Friday, August 26, 2011

Scott Hahn: I came to the conclusion that sola fide is wrong

http://www.catholiceducation.org/articles/apologetics/ap0088.html

I discovered that for Luther and for practically all of Bible Christianity and Protestantism, God is a judge, and the covenant is a courtroom scene whereby all of us are guilty criminals. But since Christ took our punishment, we get his righteousness, and he gets our sins, so we get off scot-free; we're justified.

For Luther, in other words, salvation is a legal exchange, but for Paul in Romans, for Paul in Galatians, salvation is that, but it's much more than that.
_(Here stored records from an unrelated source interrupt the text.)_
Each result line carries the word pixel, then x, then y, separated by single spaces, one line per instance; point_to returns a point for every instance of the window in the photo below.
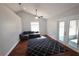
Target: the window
pixel 34 26
pixel 61 30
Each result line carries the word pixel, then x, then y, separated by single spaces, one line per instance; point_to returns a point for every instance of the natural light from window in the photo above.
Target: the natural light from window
pixel 34 26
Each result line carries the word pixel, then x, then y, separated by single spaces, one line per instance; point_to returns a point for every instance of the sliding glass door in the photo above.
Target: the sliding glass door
pixel 73 33
pixel 61 30
pixel 68 32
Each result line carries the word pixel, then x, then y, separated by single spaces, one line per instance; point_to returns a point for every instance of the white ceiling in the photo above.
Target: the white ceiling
pixel 44 9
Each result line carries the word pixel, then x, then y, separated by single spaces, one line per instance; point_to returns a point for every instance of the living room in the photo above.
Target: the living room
pixel 25 21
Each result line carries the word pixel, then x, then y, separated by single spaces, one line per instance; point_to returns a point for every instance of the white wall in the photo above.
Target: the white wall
pixel 10 28
pixel 27 18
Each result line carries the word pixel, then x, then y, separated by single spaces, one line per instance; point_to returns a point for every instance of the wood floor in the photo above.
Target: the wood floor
pixel 21 50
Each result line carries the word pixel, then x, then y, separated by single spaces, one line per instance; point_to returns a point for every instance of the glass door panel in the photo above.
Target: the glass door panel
pixel 73 33
pixel 61 30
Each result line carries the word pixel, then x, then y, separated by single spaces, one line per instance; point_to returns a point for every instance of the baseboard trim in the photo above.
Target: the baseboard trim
pixel 12 48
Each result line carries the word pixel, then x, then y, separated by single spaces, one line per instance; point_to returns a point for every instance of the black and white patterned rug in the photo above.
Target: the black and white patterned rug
pixel 44 47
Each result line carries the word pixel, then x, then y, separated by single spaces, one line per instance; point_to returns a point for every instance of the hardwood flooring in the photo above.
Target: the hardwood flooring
pixel 21 50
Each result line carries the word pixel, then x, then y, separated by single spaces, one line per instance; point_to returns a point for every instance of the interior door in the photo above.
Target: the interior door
pixel 61 26
pixel 73 33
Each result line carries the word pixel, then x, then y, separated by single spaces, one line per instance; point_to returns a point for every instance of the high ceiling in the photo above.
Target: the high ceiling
pixel 44 9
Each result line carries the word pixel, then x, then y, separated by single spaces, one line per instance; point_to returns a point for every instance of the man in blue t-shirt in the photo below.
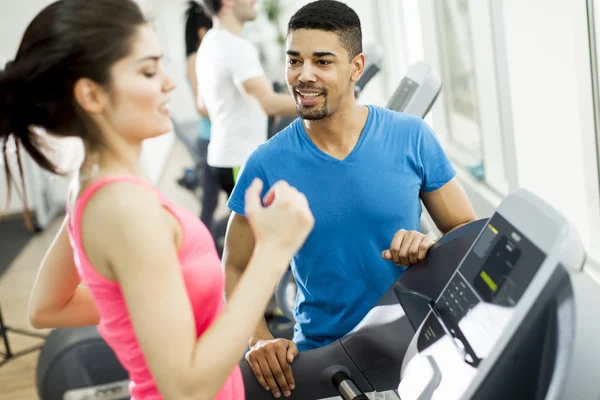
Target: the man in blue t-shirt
pixel 363 169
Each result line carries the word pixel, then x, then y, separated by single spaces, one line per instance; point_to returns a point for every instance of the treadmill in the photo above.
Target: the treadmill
pixel 500 309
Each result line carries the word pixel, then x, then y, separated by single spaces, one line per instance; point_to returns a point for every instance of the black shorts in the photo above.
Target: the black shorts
pixel 227 178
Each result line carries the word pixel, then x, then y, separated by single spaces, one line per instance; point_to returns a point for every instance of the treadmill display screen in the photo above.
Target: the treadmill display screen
pixel 502 263
pixel 496 272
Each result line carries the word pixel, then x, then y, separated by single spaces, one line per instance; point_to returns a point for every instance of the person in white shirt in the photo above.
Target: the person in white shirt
pixel 234 91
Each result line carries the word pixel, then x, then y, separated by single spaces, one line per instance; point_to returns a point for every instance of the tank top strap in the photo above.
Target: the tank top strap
pixel 81 201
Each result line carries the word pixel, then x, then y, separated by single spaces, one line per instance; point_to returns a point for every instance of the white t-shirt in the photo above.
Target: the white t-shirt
pixel 238 122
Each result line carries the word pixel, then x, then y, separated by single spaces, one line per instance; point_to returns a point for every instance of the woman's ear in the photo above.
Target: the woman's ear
pixel 89 95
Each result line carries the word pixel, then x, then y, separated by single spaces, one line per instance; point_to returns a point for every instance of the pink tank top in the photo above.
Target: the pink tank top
pixel 204 281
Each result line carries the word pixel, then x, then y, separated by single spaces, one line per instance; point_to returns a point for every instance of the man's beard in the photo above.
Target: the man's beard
pixel 313 114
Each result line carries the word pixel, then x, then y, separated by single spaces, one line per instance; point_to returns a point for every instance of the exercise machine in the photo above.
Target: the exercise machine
pixel 501 308
pixel 77 364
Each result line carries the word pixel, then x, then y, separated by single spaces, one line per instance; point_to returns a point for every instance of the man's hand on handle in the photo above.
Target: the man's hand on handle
pixel 270 360
pixel 408 247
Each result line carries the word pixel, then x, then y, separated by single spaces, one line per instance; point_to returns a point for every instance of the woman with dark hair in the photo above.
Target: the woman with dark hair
pixel 153 281
pixel 196 26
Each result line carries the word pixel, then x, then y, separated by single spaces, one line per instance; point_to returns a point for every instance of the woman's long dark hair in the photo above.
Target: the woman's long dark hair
pixel 66 41
pixel 196 18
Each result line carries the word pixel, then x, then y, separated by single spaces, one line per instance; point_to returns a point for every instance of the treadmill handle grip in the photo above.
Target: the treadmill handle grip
pixel 347 388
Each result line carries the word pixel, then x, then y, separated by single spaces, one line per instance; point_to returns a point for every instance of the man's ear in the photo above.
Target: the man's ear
pixel 89 95
pixel 358 64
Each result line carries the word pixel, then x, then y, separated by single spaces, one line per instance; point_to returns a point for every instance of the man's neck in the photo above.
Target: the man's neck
pixel 228 22
pixel 339 132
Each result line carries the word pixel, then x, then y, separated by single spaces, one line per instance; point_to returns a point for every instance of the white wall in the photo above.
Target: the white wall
pixel 551 94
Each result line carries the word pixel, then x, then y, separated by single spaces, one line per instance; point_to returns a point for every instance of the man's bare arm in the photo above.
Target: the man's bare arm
pixel 449 206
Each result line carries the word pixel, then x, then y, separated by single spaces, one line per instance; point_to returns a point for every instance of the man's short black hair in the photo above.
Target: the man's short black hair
pixel 331 16
pixel 212 7
pixel 196 18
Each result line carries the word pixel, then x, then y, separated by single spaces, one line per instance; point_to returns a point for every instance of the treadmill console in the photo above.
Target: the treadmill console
pixel 487 286
pixel 514 262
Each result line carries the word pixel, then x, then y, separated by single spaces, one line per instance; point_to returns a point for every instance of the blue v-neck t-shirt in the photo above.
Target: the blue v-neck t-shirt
pixel 359 203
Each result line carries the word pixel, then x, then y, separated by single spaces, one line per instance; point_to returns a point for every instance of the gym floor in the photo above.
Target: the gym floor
pixel 17 378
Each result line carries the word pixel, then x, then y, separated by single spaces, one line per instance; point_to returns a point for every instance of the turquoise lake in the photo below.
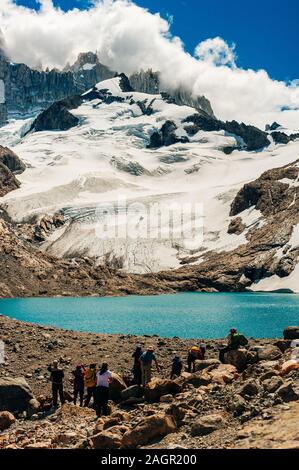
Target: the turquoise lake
pixel 188 315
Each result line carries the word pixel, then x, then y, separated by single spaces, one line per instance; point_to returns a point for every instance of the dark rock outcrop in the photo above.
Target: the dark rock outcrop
pixel 15 394
pixel 291 332
pixel 8 181
pixel 254 138
pixel 236 226
pixel 56 117
pixel 11 160
pixel 166 136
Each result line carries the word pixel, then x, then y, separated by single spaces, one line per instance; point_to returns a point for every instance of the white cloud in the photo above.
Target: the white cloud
pixel 128 38
pixel 216 51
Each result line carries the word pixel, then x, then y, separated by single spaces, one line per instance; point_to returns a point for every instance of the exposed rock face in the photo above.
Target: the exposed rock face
pixel 28 90
pixel 156 388
pixel 207 424
pixel 201 415
pixel 149 82
pixel 56 117
pixel 236 226
pixel 11 160
pixel 254 138
pixel 6 420
pixel 152 427
pixel 15 394
pixel 8 181
pixel 87 70
pixel 166 136
pixel 292 332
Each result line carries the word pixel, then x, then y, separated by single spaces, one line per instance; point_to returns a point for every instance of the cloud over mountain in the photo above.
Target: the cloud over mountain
pixel 128 38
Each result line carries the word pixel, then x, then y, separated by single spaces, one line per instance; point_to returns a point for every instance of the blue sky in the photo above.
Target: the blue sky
pixel 266 32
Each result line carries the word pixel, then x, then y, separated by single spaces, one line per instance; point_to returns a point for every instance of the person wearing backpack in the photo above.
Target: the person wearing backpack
pixel 104 378
pixel 146 360
pixel 90 382
pixel 56 377
pixel 79 374
pixel 137 366
pixel 234 341
pixel 193 354
pixel 177 366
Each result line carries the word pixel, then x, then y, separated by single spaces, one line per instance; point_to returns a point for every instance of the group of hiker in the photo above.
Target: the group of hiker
pixel 97 380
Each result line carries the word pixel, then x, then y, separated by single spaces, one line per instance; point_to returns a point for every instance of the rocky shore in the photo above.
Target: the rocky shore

It isn't just a legal exchange because the covenant doesn't point to a Roman courtroom so much as to a Hebrew family room. God is not just simply a judge; God is a father, and his judgments are fatherly. Christ is not just somebody who represents an innocent victim who takes our rap, our penalty; He is the firstborn among many brethren. He is our oldest brother in the family, and he sees us as runaways, as prodigals, as rebels who are cut off from the life of God's family. And by the new covenant Christ doesn't just exchange in a legal sense; Christ gives us His own sonship so that we really become children of God.

When I shared this with my friends, they were like, "Yeah, that's Paul." But when I went into the writings of Luther and Calvin, I didn't find it any longer. They had trained me to study Scripture, but in the process, in a sense, I discovered that there were some very significant gaps in their teaching.

So I came to the conclusion that sola fide is wrong.

First, because the Bible never says it anywhere.

Second, because Luther inserted the word "alone" in his German translation, there in Romans 3, although he knew perfectly well that the word "alone" was not in the Greek.

Nowhere did the Holy Spirit ever inspire the writers of Scripture to say we're saved by faith alone. Paul teaches we're saved by faith, but in Galatians he says we're saved by faith working in love. And that's the way it is in a family isn't it? A father doesn't say to his kids, "Hey, kids, since you're in my family and all the other kids who are your friends aren't, you don't have to work, you don't have to obey, you don't have to sacrifice because, hey, you're saved. You're going to get the inheritance no matter what you do." That's not the way it works.

So I changed my mind and I grew very concerned. One of my most brilliant professors, a man named Dr. John Gerstner, had once said that if we're wrong on sola fide, I'd be on my knees outside the Vatican in Rome tomorrow morning doing penance. Now we laughed, what rhetoric, you know.

But he got the point across; this is the article from which all of the other doctrines flow. And if we're wrong there, we're going to have some homework to get done to figure out where else we might have gone wrong.